SPI_INTConfig(SPI_MASTER, SPI_INT_RXF, DISABLE);
SPI_ClearINTPendingBit(SPI_MASTER, SPI_INT_RXF);
uint32_t master_rx_len = SPI_GetRxFIFOLen(SPI_MASTER);
for (uint32_t i = 0; i < master_rx_len; i++)
{
   master_rx_buf[i] = SPI_ReceiveData(SPI_MASTER);
   ...
}
SPI_INTConfig(SPI_MASTER, SPI_INT_RXF, ENABLE);

  1. When the Slave receives the data from the master, it triggers the SPI_INT_RXF interrupt and enters the interrupt function SPI_Handler_SLAVE

    1. Clear SPI_INT_RXF interrupt pending bit.

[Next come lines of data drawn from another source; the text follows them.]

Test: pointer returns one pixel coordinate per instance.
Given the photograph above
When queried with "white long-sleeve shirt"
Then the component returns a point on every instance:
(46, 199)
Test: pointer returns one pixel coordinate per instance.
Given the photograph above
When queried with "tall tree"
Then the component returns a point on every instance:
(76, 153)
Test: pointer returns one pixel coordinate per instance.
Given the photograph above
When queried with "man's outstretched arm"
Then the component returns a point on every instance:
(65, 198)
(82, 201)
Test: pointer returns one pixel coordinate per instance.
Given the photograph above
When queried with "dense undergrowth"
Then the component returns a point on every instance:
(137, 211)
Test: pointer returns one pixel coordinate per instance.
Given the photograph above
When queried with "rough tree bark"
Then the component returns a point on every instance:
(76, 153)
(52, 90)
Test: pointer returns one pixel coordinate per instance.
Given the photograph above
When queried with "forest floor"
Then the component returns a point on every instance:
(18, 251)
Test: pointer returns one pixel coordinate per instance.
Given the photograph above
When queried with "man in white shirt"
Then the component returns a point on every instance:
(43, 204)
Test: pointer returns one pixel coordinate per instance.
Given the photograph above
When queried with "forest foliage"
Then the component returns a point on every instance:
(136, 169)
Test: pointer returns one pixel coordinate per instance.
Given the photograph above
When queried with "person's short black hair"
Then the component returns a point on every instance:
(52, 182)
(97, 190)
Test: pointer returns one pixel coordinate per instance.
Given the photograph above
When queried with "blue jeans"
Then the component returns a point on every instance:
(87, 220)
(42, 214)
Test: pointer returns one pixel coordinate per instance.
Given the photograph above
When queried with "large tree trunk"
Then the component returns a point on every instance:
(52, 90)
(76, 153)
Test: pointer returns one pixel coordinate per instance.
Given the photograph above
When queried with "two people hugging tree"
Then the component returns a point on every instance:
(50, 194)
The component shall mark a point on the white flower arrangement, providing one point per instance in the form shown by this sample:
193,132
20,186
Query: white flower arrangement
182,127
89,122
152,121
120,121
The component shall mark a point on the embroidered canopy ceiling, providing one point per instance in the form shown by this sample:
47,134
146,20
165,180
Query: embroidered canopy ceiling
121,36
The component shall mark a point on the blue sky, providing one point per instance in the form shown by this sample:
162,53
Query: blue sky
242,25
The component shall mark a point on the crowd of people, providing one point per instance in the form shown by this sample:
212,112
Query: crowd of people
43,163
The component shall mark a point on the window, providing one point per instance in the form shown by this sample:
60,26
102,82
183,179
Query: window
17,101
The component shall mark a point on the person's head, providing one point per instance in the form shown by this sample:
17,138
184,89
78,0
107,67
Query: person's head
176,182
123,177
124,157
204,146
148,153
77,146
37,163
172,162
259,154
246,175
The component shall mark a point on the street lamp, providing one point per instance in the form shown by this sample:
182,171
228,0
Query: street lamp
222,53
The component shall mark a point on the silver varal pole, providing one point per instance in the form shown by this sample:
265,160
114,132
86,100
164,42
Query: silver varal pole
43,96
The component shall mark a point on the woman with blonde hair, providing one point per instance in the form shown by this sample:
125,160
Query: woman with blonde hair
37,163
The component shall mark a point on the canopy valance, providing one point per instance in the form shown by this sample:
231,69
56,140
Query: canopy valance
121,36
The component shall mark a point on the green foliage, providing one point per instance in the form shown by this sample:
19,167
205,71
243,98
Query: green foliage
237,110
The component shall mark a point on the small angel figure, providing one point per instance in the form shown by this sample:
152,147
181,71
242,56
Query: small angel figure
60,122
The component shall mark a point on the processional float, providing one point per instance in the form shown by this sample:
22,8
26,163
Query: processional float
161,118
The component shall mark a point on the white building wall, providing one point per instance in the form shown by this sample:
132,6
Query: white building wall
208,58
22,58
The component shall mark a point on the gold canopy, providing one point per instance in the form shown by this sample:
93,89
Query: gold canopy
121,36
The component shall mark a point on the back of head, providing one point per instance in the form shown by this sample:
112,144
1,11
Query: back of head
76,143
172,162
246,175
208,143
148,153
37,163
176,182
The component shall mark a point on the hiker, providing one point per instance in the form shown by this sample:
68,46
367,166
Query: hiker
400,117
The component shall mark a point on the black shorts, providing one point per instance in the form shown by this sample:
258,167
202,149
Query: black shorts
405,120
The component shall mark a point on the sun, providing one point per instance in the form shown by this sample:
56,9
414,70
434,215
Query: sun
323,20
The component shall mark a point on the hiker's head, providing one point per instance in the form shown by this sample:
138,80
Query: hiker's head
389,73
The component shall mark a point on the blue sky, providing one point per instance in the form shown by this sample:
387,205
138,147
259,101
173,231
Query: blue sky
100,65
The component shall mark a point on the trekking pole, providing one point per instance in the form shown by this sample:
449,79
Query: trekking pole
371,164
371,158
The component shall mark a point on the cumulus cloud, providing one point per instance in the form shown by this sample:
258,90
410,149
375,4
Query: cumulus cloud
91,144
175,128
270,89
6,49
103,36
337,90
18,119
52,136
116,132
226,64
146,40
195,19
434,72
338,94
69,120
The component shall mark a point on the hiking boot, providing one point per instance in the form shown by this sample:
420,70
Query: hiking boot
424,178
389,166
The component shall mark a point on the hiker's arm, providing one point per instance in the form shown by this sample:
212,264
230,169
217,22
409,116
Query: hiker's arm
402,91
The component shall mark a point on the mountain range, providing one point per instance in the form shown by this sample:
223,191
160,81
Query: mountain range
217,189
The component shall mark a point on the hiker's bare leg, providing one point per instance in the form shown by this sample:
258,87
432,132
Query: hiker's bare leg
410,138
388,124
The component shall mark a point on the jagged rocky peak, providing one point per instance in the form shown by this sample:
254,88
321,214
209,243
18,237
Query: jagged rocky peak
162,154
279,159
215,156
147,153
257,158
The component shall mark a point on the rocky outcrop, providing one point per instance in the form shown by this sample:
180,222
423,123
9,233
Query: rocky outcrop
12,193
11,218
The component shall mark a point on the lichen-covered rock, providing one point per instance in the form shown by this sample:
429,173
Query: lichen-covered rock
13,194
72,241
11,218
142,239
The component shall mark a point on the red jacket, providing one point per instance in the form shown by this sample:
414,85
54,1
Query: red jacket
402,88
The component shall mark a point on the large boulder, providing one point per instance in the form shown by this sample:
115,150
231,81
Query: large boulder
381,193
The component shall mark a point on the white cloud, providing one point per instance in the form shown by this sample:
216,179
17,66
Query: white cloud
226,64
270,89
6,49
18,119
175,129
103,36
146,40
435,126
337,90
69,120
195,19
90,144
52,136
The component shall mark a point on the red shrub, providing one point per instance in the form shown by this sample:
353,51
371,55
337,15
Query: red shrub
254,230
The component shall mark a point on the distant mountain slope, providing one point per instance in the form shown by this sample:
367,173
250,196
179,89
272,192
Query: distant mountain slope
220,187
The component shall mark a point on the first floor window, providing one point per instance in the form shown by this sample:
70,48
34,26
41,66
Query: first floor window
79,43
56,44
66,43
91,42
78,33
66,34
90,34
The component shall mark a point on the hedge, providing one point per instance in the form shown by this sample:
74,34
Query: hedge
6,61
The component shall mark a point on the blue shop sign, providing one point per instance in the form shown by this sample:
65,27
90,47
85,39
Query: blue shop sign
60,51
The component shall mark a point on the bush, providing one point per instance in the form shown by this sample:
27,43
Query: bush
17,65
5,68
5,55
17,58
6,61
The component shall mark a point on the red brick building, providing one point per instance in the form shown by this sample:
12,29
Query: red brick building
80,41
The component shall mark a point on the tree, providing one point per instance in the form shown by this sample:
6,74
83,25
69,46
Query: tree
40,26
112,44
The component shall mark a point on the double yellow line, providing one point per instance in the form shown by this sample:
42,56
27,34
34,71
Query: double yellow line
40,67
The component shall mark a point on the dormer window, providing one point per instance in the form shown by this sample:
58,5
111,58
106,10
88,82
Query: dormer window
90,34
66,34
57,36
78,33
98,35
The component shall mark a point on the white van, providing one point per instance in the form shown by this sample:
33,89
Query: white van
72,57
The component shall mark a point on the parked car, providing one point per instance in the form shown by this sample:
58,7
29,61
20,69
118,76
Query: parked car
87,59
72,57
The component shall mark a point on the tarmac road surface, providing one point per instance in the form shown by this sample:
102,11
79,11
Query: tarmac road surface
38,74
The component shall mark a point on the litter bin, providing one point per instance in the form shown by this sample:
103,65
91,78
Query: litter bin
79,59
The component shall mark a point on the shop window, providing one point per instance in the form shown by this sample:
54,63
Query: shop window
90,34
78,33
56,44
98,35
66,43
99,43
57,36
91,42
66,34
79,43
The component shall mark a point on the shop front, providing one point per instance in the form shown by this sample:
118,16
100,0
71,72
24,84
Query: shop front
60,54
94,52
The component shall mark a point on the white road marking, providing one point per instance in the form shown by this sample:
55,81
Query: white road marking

    2. Execute SPI_GetRxFIFOLen() to get the length of data in FIFO.

    3. Execute SPI_ReceiveData() to receive the data sent by the slave and print the data to compare whether the received and sent data are the same.

SPI_INTConfig(SPI_MASTER, SPI_INT_RXF, DISABLE);
SPI_ClearINTPendingBit(SPI_MASTER, SPI_INT_RXF);
uint32_t master_rx_len = SPI_GetRxFIFOLen(SPI_MASTER);
for (uint32_t i = 0; i < master_rx_len; i++)
{
   master_rx_buf[i] = SPI_ReceiveData(SPI_MASTER);
   ...
}
SPI_INTConfig(SPI_MASTER, SPI_INT_RXF, ENABLE);